Presenting features that predicted persistent leukemia included a leukocyte count > 100,000/mm3 and T-cell phenotype. Approximately 91% of patients with persistent leukemia and 100% with protracted hypoplasia eventually achieved CR. The 5-year event free survival (EFS) (95% confidence intervals [95% CI] in parentheses) for patients with persistent leukemia after 1 month was 16% (95% CI, 0%, 31%), which was significantly worse (P < 0.001) than that for those who achieved CR within 1 month (5-year EFS, 82%; 95% CI, 79%, 86%) and that for those with protracted hypoplasia (5-year EFS, 79%; 95% CI, 70%, 87%). For patients with persistent leukemia, there was no significant difference in survival based on bone marrow status (M2 or M3) after 1 month or on the number of induction cycles received before achieving CR.
Patients with persistent leukemia at the end of 1 month of therapy have a dismal prognosis, regardless of when they subsequently achieve CR. More intensive and/or novel therapies should be considered for this subset of patients.

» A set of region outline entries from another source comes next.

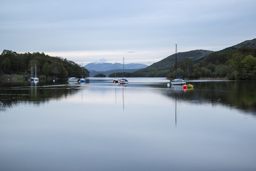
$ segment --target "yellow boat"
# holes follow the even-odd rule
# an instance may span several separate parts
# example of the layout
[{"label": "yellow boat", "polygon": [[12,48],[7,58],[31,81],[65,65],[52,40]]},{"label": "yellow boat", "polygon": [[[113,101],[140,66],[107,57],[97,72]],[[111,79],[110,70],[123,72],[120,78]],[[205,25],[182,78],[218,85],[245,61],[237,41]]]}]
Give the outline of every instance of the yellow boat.
[{"label": "yellow boat", "polygon": [[190,84],[188,84],[187,85],[184,84],[183,85],[183,88],[184,89],[192,89],[194,88],[194,86],[191,85]]}]

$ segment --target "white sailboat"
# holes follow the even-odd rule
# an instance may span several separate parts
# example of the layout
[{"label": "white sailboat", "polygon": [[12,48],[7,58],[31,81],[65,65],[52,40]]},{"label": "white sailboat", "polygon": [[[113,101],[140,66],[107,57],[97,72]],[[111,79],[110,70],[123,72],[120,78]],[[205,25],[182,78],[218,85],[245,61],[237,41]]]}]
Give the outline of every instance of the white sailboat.
[{"label": "white sailboat", "polygon": [[30,81],[34,81],[33,67],[32,66],[31,67],[30,77],[28,80]]},{"label": "white sailboat", "polygon": [[184,84],[187,83],[187,81],[181,79],[183,76],[177,76],[177,44],[176,44],[176,50],[175,50],[175,62],[176,62],[176,69],[175,69],[175,74],[176,79],[174,80],[170,80],[170,84],[172,85],[179,85],[179,84]]},{"label": "white sailboat", "polygon": [[38,81],[39,79],[36,77],[36,64],[35,64],[35,77],[34,78],[34,81]]},{"label": "white sailboat", "polygon": [[82,67],[81,67],[81,68],[82,68],[82,76],[81,76],[81,77],[82,78],[80,79],[80,82],[86,82],[86,79],[83,78],[83,63],[82,63]]},{"label": "white sailboat", "polygon": [[124,65],[124,64],[125,64],[125,57],[123,57],[123,77],[122,77],[122,79],[120,79],[120,84],[128,84],[128,80],[123,78],[123,65]]},{"label": "white sailboat", "polygon": [[115,78],[114,79],[113,79],[113,83],[118,83],[118,79],[117,79],[117,61],[115,61]]}]

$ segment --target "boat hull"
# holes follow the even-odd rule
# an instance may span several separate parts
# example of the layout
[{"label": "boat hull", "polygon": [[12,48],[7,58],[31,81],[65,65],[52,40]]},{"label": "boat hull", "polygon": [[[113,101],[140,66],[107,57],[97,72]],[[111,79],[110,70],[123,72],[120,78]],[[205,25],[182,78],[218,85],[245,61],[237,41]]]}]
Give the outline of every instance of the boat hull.
[{"label": "boat hull", "polygon": [[187,83],[187,81],[170,81],[170,84],[172,85],[180,85],[180,84],[185,84]]},{"label": "boat hull", "polygon": [[85,79],[81,79],[80,81],[80,82],[86,82],[86,80]]},{"label": "boat hull", "polygon": [[118,79],[114,79],[114,80],[113,80],[113,83],[118,83]]},{"label": "boat hull", "polygon": [[78,79],[72,77],[71,78],[68,79],[68,82],[72,82],[72,81],[78,81]]},{"label": "boat hull", "polygon": [[128,84],[128,81],[126,79],[121,79],[120,80],[120,84]]}]

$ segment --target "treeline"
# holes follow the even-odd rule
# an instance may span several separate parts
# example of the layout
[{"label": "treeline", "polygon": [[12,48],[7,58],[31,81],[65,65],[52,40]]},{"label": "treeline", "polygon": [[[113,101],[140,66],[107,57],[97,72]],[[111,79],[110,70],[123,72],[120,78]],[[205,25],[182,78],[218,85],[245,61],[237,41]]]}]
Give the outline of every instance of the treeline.
[{"label": "treeline", "polygon": [[[183,76],[188,79],[221,78],[232,80],[255,80],[256,48],[242,47],[222,52],[213,52],[198,63],[190,59],[173,61],[169,69],[159,67],[153,71],[138,70],[125,73],[125,77],[162,77],[174,79]],[[144,69],[145,70],[145,69]],[[122,77],[121,73],[117,77]],[[109,77],[114,77],[114,73]]]},{"label": "treeline", "polygon": [[[175,64],[168,77],[175,78]],[[213,52],[198,64],[191,59],[177,61],[177,75],[185,78],[220,77],[232,80],[256,79],[256,48],[243,47],[222,53]]]},{"label": "treeline", "polygon": [[89,72],[74,61],[58,57],[50,57],[43,52],[17,53],[11,50],[4,50],[0,55],[0,74],[19,74],[25,77],[30,76],[32,67],[35,71],[36,65],[37,75],[47,78],[85,77]]}]

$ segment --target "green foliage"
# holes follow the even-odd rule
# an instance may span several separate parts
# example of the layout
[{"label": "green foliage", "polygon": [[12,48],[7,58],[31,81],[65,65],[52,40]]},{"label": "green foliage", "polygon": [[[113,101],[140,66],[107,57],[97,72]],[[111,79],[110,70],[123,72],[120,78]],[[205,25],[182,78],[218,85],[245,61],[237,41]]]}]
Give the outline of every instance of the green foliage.
[{"label": "green foliage", "polygon": [[[81,67],[75,63],[61,57],[50,57],[44,53],[29,52],[17,53],[11,50],[4,50],[0,55],[0,71],[5,74],[27,73],[29,76],[31,67],[35,69],[36,64],[37,75],[55,76],[81,77]],[[83,77],[89,76],[89,71],[83,68]]]},{"label": "green foliage", "polygon": [[106,75],[105,75],[104,74],[99,73],[99,74],[96,74],[96,75],[94,75],[94,77],[107,77],[107,76]]}]

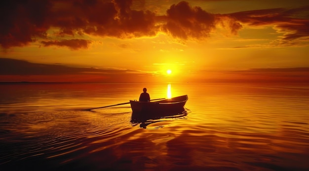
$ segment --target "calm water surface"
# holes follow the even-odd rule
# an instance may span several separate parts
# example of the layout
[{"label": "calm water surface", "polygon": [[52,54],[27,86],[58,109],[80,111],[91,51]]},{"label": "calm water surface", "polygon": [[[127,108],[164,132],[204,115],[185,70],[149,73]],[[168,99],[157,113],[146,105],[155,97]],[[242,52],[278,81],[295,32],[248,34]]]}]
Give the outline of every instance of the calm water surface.
[{"label": "calm water surface", "polygon": [[0,170],[308,171],[309,85],[171,83],[181,113],[144,123],[129,104],[168,84],[0,85]]}]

尽管人们普遍认为儿童急性淋巴细胞白血病(ALL)未能实现完全缓解(CR)预示着预后不良,但诱导失败的确切定义存在差异,据作者所知,关于达到CR缓慢的患者的预后,几乎没有公开数据。
1987年至1995年间,774例ALL患儿接受了连续两个方案的治疗,并可评估达到CR所需的时间。作者根据诱导化疗1个月后的缓解状态比较了患者的表现特征和预后:CR(n = 656)、持续性发育不全(外周血计数低和/或骨髓细胞减少)(n = 95)和持续性白血病(M2或M3骨髓和/或髓外白血病证据)(n = 23)。中位随访时间为5.2年。

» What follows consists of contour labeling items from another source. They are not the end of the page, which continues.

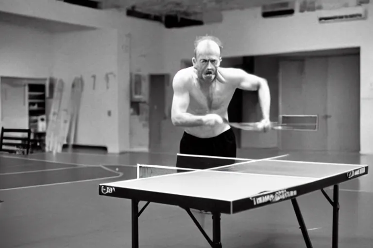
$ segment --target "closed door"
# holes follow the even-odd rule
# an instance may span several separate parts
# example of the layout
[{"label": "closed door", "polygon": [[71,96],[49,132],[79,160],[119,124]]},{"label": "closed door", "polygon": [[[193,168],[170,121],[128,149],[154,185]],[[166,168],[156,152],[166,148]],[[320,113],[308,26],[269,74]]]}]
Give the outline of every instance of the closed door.
[{"label": "closed door", "polygon": [[27,85],[16,84],[12,81],[1,78],[1,125],[6,128],[28,128]]},{"label": "closed door", "polygon": [[327,120],[322,117],[326,113],[327,64],[327,59],[319,58],[280,62],[280,114],[318,117],[316,131],[278,132],[281,149],[326,149]]},{"label": "closed door", "polygon": [[360,56],[330,57],[328,150],[360,151]]},{"label": "closed door", "polygon": [[168,75],[151,75],[149,91],[149,147],[159,147],[161,143],[162,122],[165,117],[166,82]]},{"label": "closed door", "polygon": [[317,115],[317,131],[279,132],[283,149],[360,150],[358,54],[280,62],[280,114]]}]

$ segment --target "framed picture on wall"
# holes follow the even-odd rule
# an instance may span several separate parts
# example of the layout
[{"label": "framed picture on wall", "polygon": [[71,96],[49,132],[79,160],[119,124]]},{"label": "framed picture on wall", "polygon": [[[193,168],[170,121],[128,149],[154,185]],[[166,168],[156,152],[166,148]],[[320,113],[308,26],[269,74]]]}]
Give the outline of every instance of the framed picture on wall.
[{"label": "framed picture on wall", "polygon": [[141,102],[144,100],[143,78],[141,74],[131,74],[131,100],[133,102]]}]

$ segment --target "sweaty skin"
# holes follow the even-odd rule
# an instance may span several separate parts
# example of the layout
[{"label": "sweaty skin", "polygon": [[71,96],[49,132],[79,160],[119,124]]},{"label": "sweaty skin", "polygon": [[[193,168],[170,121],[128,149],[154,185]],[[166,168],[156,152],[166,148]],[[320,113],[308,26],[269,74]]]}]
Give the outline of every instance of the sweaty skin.
[{"label": "sweaty skin", "polygon": [[219,67],[216,43],[202,42],[194,66],[179,71],[172,82],[171,120],[195,137],[217,136],[230,128],[228,107],[236,89],[258,91],[263,120],[269,121],[270,91],[264,78],[240,69]]}]

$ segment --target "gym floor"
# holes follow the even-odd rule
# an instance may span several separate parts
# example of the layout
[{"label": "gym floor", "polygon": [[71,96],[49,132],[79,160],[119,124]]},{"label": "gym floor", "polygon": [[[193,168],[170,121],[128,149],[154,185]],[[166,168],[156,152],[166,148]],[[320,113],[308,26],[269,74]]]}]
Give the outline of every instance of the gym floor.
[{"label": "gym floor", "polygon": [[[371,165],[373,155],[322,152],[239,150],[237,157]],[[131,202],[98,195],[98,184],[132,179],[137,163],[174,165],[166,153],[107,154],[74,150],[53,155],[0,155],[1,248],[131,247]],[[340,185],[339,248],[373,248],[372,173]],[[332,191],[326,190],[331,196]],[[321,191],[298,198],[314,247],[331,246],[332,209]],[[205,230],[211,234],[211,216]],[[209,245],[187,214],[151,203],[139,219],[141,248]],[[223,247],[305,248],[291,202],[221,217]]]}]

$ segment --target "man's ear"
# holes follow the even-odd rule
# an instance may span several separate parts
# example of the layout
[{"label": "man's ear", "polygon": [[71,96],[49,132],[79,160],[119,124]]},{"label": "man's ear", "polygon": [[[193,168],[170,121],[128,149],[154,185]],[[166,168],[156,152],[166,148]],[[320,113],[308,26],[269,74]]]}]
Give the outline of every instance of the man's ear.
[{"label": "man's ear", "polygon": [[193,67],[196,68],[196,63],[197,63],[197,60],[194,57],[192,58],[192,63],[193,63]]}]

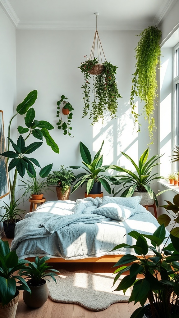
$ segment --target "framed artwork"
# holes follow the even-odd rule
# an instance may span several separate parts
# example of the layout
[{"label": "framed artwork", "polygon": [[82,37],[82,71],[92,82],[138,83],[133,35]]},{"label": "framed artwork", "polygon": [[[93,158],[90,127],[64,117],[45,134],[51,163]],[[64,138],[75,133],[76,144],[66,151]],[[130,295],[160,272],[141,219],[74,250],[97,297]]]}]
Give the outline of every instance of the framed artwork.
[{"label": "framed artwork", "polygon": [[[0,110],[0,154],[5,151],[3,112]],[[7,158],[0,156],[0,199],[9,194]]]}]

预测持续性白血病的表现特征包括白细胞计数>100,000/mm3和T细胞表型。大约91%的持续性白血病患者和100%的持续性发育不全患者最终实现了CR。诱导化疗1个月后持续性白血病患者的5年无事件生存率(EFS)(括号内为95%置信区间[95%CI])为16%(95%CI,0%,31%),明显低于1个月内达到CR的患者(5年EFS,82%;95%CI,79%,86%)和持续性发育不全患者(5年EFS,79%;95%CI,70%,87%)(P < 0.001)。对于持续性白血病患者,1个月后的骨髓状态(M2或M3)或达到CR前接受的诱导周期数对生存率没有显著影响。
治疗1个月结束时仍患有持续性白血病的患者预后不佳,无论他们随后何时实现CR。对于这部分患者,应考虑更强化和/或新颖的治疗方法。